Thursday, May 25, 2017

Lesbian Colonel Sues Texas National Guard for Discrimination

Col. Cynthia Millonzi
Col. Cynthia Millonzi claims that she was denied a promotion and forced out because she is a lesbian. Millonzi was a full colonel (O-6) and also a GS14. She was the Director of Manpower and Personnel in the Texas Adjutant General’s Office. She had exemplary reviews.

Millonzi is a woman who had a great deal of authority and responsibility. The bottom line to all of this is that the Guard disapproved of her appearance in an LGBT publication. I expect her to win this suit unless the narrative is false.

At the beginning of September 2013 (in the wake of United States v. Windsor, the Texas Adjutant General directed the Texas National Guard not to process ID Cards or any benefit applications for same-sex couples at state-run facilities. This order was conveyed directly and personally to Millonzi by a Brigadier General Hamilton. Millonzi claims that Hamilton said that he did not want anyone going to the press over the policy. Millonzi took that the mean her.

Millonzi served her country for almost thirty years as a member of the military and twenty-four years as a Federal Civil Service employee before the Texas National Guard forced her out of her Federal Civil Service civilian job for coming out as gay, being female, complaining about discrimination, and taking military leave.

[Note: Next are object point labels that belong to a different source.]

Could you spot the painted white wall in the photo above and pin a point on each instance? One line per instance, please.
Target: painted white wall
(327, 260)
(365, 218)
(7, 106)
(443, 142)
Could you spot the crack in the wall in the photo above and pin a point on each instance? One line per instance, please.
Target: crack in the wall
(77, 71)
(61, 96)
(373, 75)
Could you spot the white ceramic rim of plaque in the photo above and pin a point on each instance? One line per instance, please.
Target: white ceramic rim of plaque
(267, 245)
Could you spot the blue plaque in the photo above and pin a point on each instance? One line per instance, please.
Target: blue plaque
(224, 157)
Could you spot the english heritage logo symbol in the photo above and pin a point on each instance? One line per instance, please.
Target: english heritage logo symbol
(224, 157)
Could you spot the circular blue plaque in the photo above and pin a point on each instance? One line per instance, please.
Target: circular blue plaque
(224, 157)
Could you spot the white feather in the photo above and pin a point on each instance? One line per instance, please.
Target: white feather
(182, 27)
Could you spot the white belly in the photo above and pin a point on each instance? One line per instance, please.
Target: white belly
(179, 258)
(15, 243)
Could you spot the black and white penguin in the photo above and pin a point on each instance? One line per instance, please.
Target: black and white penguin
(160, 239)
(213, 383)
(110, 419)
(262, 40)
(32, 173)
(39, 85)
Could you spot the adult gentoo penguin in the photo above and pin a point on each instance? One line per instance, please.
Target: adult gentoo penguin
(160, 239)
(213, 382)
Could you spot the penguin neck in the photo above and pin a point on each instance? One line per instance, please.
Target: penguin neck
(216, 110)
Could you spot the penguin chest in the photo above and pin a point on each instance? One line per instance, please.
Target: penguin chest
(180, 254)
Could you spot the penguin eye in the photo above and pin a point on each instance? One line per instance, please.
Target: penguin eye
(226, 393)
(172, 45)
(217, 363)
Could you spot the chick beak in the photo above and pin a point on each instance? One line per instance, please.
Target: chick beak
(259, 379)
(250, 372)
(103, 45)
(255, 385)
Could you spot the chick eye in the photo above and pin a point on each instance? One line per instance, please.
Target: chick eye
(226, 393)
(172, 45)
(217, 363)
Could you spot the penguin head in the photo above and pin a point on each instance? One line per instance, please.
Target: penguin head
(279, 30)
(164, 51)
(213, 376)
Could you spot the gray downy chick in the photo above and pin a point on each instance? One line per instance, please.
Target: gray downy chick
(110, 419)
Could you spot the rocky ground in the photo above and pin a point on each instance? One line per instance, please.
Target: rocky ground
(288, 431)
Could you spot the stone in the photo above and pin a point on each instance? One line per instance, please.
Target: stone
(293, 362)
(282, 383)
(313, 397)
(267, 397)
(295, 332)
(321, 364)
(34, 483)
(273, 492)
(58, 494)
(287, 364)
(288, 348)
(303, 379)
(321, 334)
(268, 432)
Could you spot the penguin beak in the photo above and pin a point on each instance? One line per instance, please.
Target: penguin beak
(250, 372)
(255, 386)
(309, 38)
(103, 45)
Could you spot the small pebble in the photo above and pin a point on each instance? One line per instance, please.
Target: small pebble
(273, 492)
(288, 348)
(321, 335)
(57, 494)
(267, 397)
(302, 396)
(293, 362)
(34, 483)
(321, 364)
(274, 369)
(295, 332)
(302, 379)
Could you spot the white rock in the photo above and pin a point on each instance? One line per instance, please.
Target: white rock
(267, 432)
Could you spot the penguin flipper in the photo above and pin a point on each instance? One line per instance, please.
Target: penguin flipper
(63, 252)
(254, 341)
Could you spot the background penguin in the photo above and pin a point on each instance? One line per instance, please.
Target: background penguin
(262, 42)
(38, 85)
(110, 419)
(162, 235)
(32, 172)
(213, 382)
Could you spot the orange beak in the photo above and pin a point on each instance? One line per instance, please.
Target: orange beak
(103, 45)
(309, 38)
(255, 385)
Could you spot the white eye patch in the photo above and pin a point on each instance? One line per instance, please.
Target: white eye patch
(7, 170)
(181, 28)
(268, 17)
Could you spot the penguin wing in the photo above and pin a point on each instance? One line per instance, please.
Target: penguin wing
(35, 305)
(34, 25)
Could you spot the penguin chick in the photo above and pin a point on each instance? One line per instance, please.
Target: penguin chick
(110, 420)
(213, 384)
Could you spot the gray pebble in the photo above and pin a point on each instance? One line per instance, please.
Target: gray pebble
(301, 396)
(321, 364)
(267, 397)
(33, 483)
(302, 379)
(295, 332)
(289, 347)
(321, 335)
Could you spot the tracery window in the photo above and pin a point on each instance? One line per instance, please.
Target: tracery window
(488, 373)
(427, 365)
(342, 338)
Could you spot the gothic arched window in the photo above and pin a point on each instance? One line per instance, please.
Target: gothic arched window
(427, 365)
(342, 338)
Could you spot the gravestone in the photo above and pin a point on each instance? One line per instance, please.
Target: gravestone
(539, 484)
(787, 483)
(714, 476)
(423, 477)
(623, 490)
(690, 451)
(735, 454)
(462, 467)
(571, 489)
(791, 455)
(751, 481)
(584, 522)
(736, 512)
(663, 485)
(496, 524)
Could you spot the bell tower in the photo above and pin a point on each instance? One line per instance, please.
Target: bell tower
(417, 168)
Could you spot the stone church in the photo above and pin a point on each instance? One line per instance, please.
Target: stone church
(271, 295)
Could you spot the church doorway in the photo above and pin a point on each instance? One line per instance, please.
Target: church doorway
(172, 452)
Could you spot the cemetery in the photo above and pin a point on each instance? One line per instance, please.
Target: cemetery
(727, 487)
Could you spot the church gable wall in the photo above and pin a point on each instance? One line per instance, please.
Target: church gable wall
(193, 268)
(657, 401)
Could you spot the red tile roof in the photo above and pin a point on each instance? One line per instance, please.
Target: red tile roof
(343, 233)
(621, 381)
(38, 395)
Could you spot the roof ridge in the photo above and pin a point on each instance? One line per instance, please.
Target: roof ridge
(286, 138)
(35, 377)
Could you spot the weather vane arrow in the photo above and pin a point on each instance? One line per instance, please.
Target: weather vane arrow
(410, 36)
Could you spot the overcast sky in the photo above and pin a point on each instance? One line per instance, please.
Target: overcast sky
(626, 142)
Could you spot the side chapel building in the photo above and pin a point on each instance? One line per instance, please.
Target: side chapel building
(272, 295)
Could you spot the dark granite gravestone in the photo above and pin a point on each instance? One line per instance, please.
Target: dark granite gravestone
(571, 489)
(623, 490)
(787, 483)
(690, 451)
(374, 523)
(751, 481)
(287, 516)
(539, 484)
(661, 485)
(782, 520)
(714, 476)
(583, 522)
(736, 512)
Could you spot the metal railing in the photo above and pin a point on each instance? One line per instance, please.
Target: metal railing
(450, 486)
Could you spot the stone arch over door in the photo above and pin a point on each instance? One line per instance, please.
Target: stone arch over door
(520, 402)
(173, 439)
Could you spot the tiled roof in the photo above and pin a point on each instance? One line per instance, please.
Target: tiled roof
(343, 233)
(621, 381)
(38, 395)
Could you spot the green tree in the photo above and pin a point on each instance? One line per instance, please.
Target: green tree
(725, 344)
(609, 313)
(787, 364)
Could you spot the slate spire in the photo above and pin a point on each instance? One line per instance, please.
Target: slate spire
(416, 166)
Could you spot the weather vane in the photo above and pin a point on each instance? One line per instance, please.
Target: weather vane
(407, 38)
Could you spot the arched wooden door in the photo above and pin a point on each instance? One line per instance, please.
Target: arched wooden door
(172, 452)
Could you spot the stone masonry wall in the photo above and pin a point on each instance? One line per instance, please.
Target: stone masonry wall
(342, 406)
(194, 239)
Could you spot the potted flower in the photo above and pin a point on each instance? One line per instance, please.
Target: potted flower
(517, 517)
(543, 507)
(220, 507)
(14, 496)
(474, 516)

About a month after Millonzi was featured in a magazine about coming out in the Texas National Guard, she was moved out of the Texas Adjutant General’s Office. Then she was not selected for a promotion that the Adjutant General had previously said she was “highly qualified” for. Within weeks of not being selected, she was investigated for fraud, waste, and abuse, involving taking military leave from her civilian job, and told she would be fired. Millonzi claims that the charges were manufactured against her. Hey, it's Texas.

She filed complaints with the National Guard’s Equal Employment Office alleging gender discrimination and retaliation for her civilian job, but they were rejected without any investigation occurring.

After a successful appeal, the Office of Federal Operations told the National Guard to reinstate her complaint. Then the Texas Adjutant General stepped in and kicked it out again. Left with no other choices she filed suit.